Lets skip the part where i say "how is it sloppy, can you show me" and you say "just look at it, cmon" and "I say no really i don't know" and you say "do your own research" and i say "I really don't know, I'm don't work this high in the stack, please help me understand".

Instead let's just discuss: how is it sloppy, can you show me?

calvinmorrison 5 hours ago | parent | prev [-]

wordpress is valuable because it allows very bad developers / marketing people to write very bad code and get away with it, driving extremely low cost solutions for clients who are cost concious.

yes you want a global db handle sure ya lets delete all tables woohoo

busterarm 4 hours ago | parent [-]

> wordpress is valuable because it allows very bad developers / marketing people to write very bad code and get away with it, driving extremely low cost solutions for clients who are cost concious.

You've sort of nailed it, but this isn't a bad thing. An alternative for these customers does not exist.

There's another vertical which is organizations that have armies of writers churning out content. Any kind of publisher or advertiser, basically. There is no better CMS for this. Large organizations like NYT, etc chose to write their own.

sp1nningaway 3 hours ago | parent | next [-]

>> wordpress is valuable because it allows very bad developers / marketing people to write very bad code and get away with it, driving extremely low cost solutions for clients who are cost concious.

> You've sort of nailed it, but this isn't a bad thing. An alternative for these customers does not exist.

Yes! I'm locked into WordPress, which I hate, because it's the only platform that will allow a non-developer to maintain it if I get hit by a bus.

QuantumGood 2 hours ago | parent | next [-]

I started building sites for clients in the late '90's, and quickly made "client can edit their phone number on all pages" a key requirement. Wordpress with a WYSIWYG page builder solves that — it's not the only solution, but it works pretty close to right out of the box.

busterarm 3 hours ago | parent | prev [-]

Which also allows you to not be on call 24/7.

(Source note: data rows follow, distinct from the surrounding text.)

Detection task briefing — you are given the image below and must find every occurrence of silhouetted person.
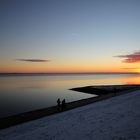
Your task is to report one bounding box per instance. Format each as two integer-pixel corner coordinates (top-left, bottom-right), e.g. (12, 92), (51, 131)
(57, 98), (61, 111)
(114, 87), (117, 96)
(61, 99), (66, 111)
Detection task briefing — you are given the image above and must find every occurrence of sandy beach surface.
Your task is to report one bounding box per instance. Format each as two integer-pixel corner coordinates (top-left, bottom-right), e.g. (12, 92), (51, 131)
(0, 90), (140, 140)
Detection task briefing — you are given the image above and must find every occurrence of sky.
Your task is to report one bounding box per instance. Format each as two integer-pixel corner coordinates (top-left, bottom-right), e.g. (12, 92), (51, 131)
(0, 0), (140, 73)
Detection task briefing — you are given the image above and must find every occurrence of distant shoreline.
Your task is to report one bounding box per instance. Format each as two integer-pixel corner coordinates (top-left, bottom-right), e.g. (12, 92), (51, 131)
(0, 72), (140, 76)
(0, 85), (140, 129)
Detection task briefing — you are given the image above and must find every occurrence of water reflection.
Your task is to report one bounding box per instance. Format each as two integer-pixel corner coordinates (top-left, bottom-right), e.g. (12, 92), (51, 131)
(0, 74), (140, 117)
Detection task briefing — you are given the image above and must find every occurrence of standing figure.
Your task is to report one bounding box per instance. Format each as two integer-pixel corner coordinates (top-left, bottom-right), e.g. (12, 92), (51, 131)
(57, 98), (61, 111)
(61, 99), (66, 111)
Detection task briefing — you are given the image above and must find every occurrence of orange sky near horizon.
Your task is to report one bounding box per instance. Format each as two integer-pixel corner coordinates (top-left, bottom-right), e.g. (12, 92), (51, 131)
(0, 0), (140, 73)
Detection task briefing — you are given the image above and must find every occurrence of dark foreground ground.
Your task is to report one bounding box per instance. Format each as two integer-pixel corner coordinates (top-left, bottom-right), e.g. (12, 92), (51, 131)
(0, 85), (140, 129)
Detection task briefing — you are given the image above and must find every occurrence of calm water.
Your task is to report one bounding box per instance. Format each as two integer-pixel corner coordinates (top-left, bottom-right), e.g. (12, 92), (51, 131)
(0, 74), (140, 118)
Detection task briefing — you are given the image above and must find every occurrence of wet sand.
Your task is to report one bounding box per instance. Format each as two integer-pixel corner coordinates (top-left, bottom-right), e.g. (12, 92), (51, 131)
(0, 85), (140, 129)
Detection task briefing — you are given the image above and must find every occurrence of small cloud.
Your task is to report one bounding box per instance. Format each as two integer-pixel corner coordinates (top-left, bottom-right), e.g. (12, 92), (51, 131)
(16, 59), (50, 62)
(116, 51), (140, 63)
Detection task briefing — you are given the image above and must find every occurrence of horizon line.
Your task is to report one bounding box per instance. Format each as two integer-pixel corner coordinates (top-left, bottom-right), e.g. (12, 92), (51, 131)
(0, 72), (140, 75)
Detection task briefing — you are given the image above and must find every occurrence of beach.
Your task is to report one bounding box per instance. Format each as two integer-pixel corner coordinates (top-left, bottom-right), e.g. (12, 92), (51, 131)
(0, 90), (140, 140)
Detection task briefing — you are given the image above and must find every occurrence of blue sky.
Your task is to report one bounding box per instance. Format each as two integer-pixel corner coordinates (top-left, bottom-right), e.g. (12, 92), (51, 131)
(0, 0), (140, 72)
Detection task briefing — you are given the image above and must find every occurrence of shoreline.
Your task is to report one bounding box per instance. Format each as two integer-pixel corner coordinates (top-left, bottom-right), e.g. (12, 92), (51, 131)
(0, 85), (140, 129)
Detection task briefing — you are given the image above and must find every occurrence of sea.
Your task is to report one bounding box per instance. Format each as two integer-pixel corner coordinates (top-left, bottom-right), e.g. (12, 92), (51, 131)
(0, 73), (140, 118)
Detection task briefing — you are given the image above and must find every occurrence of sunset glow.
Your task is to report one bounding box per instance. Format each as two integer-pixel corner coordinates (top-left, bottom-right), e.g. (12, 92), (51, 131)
(0, 0), (140, 73)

A decade ago I had to learn and run WordPress for a job. I held my nose up the stink was so bad. But quickly I learned how to manage it and have modern sensible practices around it and I've probably gotten more real value out of it than any other CMS or web framework I've touched. That includes Rails.

Thankfully I don't have to do that anymore, but you can sanely and safely run WordPress today and there's zero shame in it.

bombcar 3 hours ago | parent [-]

There are options that can be run by anyone, but they're often very constrained in what they can do and show.

Wordpress is solidly in that middle ground where you can do a large amount of customization if someone'll pay for it, and then they can do the day-to-day care and feeding of it.

Everything else has either been much worse in all possible ways (Joomla!) or has been a collection of developer wish-lists unusable by anyone (Drupal).

calvinmorrison 4 hours ago | parent | prev [-]

yep. we like it because with shopify or other platforms, you run into limitations. with Wordpress I can literally just whip it into whatever shape i want.